Гвоздь улыбнулся. Улыбка была у него неожиданно широкая, растягивала рот от уха до уха, открывая желтоватые зубы со щербинкой. С улыбкой он становился доступным, простым. Но гасил он ее быстро – казалось, просто примерещились эти открытые прокуренные зубы. Второй, потаенный, добродушный Гвоздь открывался лишь на секунду и тут же исчезал, словно бы опасаясь, чтоб его не засекли.
– Вот что, – сказал Гвоздь. – Фамилия моя Гвоздев. Но можно проще – Гвоздь. Привык. Пойдем я другое заведение. Здесь тебе не место. Там народ хороший. Меня знают. Марь Иванна, если денег нет, накормит. Наливать будут только с моего ведома. Ради праздника или чего там еще.
Димка встопорщился. Он не для того вкусил студенческой воли, чтобы какой-то неизвестно откуда взявшийся Гвоздь, пусть даже воевавший под Обоянью, диктовал ему, как жить и как пить.
– Ну уж нет, – сказал он. – Никуда я не пойду.
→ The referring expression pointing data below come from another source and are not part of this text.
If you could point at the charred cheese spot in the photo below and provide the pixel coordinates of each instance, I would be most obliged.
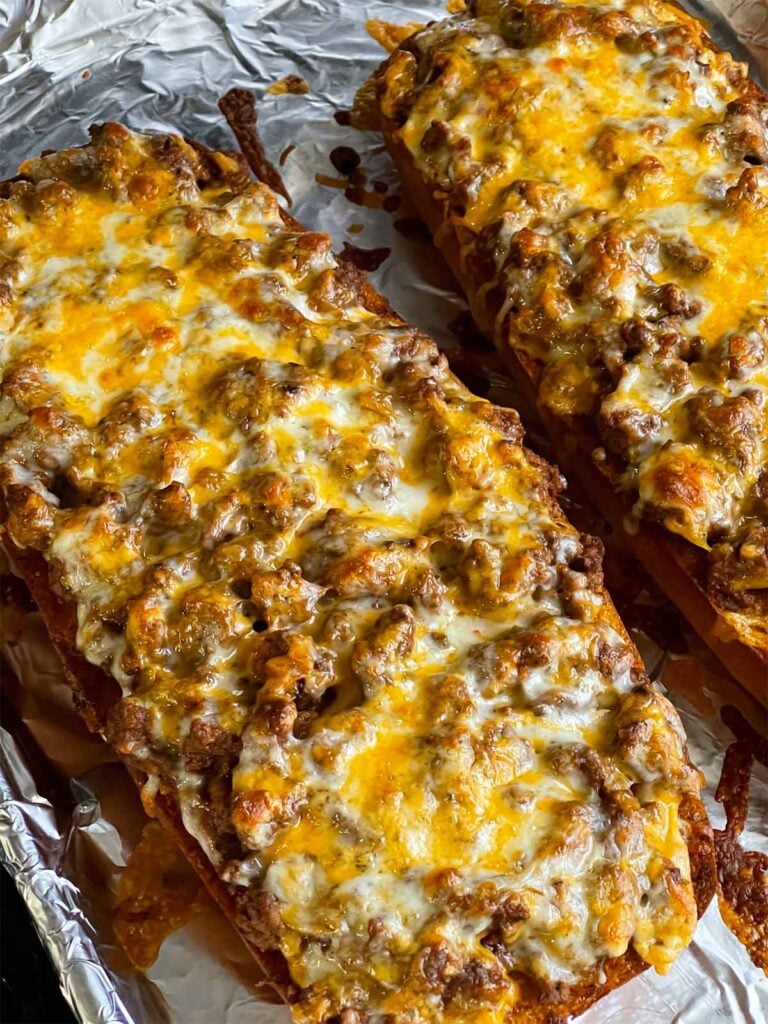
(353, 631)
(603, 169)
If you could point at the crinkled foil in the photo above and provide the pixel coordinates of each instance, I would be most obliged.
(69, 813)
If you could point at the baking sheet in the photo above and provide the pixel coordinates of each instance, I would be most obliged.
(66, 834)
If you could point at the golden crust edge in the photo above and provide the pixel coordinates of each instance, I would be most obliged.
(95, 692)
(91, 687)
(663, 554)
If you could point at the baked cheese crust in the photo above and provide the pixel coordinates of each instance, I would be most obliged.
(355, 639)
(601, 168)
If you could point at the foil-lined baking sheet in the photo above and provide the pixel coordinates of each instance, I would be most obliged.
(69, 813)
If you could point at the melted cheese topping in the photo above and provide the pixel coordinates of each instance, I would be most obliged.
(602, 166)
(353, 632)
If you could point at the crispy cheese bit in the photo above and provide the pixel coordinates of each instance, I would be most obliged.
(158, 893)
(354, 634)
(390, 35)
(602, 167)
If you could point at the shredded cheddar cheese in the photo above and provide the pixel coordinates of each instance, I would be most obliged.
(354, 635)
(601, 166)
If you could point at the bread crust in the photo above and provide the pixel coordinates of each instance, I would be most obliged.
(96, 693)
(676, 564)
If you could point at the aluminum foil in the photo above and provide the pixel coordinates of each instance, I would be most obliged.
(69, 813)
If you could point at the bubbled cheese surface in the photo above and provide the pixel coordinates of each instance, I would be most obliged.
(352, 630)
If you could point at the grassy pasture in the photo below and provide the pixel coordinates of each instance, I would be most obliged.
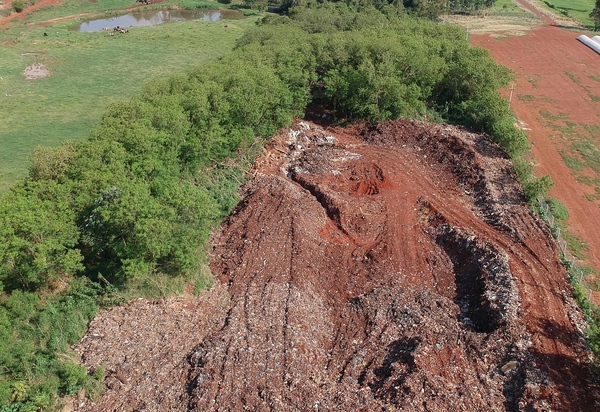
(88, 71)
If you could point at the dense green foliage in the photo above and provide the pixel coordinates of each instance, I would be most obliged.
(136, 201)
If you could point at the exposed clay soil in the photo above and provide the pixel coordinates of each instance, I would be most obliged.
(393, 267)
(560, 74)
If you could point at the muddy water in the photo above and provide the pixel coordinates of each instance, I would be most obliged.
(154, 17)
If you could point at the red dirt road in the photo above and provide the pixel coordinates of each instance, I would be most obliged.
(555, 72)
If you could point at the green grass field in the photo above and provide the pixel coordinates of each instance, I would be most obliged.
(579, 9)
(88, 71)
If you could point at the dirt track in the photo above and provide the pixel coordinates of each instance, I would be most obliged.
(366, 269)
(557, 74)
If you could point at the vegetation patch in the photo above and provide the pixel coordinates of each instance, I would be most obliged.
(577, 9)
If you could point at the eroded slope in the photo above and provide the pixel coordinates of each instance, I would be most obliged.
(374, 268)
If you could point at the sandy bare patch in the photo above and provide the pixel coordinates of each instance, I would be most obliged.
(36, 71)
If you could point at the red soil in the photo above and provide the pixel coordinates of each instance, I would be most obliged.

И вот они сидят в родной «Полбанке», и Гвоздь насупленно выспрашивает у него, зачем и сколько раз ходил он на площадь. Гвоздь давно стал ясен и понятен, уже и ночевано было у него, и хожено было вместе по столице, и переговорено обо всем. Только самое сокровенное, то, о чем почему-то стыдно говорить, скрывает от товарища Димка. Вот и о своих походах ранними утрами на площадь лишь сейчас рассказал, после того, как повстречал непонятного человека в сером пальто, выскочившего из пустого здания, как чертик. Гвоздь хмуро пилит сардельку, стараясь не давить. Потом, отчаявшись, стрельнув глазами по сторонам, достает из кармана самодельное, но отличной, заводской работы хромированное «перо», сдавливает рукоятку, и из ладони выскакивает узкое, похожее на жало лезвие. Среди темных бараков у Гвоздя не только друзья. Многое непонятно в прошлом этого человека, но у него, видно, как и у Димки, есть свои постыдные истории, о которых лучше молчать. Он быстро режет сардельку, которая теперь и не думает сопротивляться, а лезвие исчезает в ладони, а нож – в кармане.